Exhaust gases leave the engine two cylinders at a time, and each stream is kept completely separate as they flow through the exhaust manifold, taking a spiral path to the turbine wheel.

BMW opts for this design to minimize exhaust backpressure at low engine speed and maximize rotation of the turbine blades, meaning quicker engine response. As for turbo lag, there is none.

In casual mode, the N20 is just as pleasurable as during spirited driving. Noise, vibration and harshness is more than acceptable, and the exhaust is tuned to be a bit raspy, just to let all comers know this engine means business.

The all-aluminum N20 I-4 is about 22 lbs. (10 kg) lighter than the N52. Overall, the engine weighs 304 lbs. (138 kg).

Launched this year, the N20 appeared first in the X1 small cross/utility vehicle in Europe. The 4-cyl. engine is an excellent match for the X1, based on a Ward’s test drive of the vehicle at the Robert Bosch test track in Germany this past summer.

Bosch supplies the solenoid-based fuel injectors and high-pressure pump, as well as the engine controller, air-flow meter, sensors and other components.

But don’t count on the X1’s arrival in the U.S. anytime soon.

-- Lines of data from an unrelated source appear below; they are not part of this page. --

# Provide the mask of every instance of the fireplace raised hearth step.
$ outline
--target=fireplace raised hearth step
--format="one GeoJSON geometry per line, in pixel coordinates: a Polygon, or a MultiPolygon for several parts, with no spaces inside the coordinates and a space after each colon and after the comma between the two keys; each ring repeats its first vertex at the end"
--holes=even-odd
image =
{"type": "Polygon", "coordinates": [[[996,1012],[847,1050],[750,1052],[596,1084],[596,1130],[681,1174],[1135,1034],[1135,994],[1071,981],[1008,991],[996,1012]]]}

The auto maker says demand is so strong elsewhere in the world that the plant in Leipzig can’t keep up. Canada already gets the X1, with the 2.0L N20.

The engine also appears this fall in the 528i sedan and is expected to be rated above 32 mpg (7.3 L/100 km) on the highway. When the all-new 3-Series arrives next year, count on it in that engine bay as well.

In the Z4, the engine can be had (for an extra $3,900) with the M Sport package, which includes adaptive suspension, aerodynamic body elements, 18-in. alloys, sport seats and aluminum carbon interior trim. A fetching new Canyon Brown leather package also is offered for the first time.

A 7-speed dual-clutch automatic transmission also is available with the uplevel Z4 sDrive35i, which propels the 300-hp N54 3.0L twin-turbo I-6 to 60 mph (97 km/h) in 5 seconds, a half-second faster than the I-4.

BMW has owned the market for European luxury roadsters since the Z3 arrived in 1996 and ended up in 15,000 U.S. garages that year.

The segment understandably fell on hard times during the recent recession, but the appearance of an impressive new Mercedes SLK and the N20 in the Z4 promises excitement.

For the first time since 2005, the SLK is within striking distance for leadership in the sector: Through August, the Z4 has held a narrow edge over the SLK – 2,792 units to 2,343, according to WardsAuto data.

The N20 is a welcome addition to the BMW powertrain family, despite a starting price (of $48,650) that represents a premium of $1,275 over the outgoing I-6, due to the incorporation of “new equipment,” engineers say.

Not to worry: Other less-expensive BMWs will come along that will prove the value of this engine, especially on roads such as Route 33.

If there’s a better mass-produced 4-cyl. engine, we’ve yet to see it.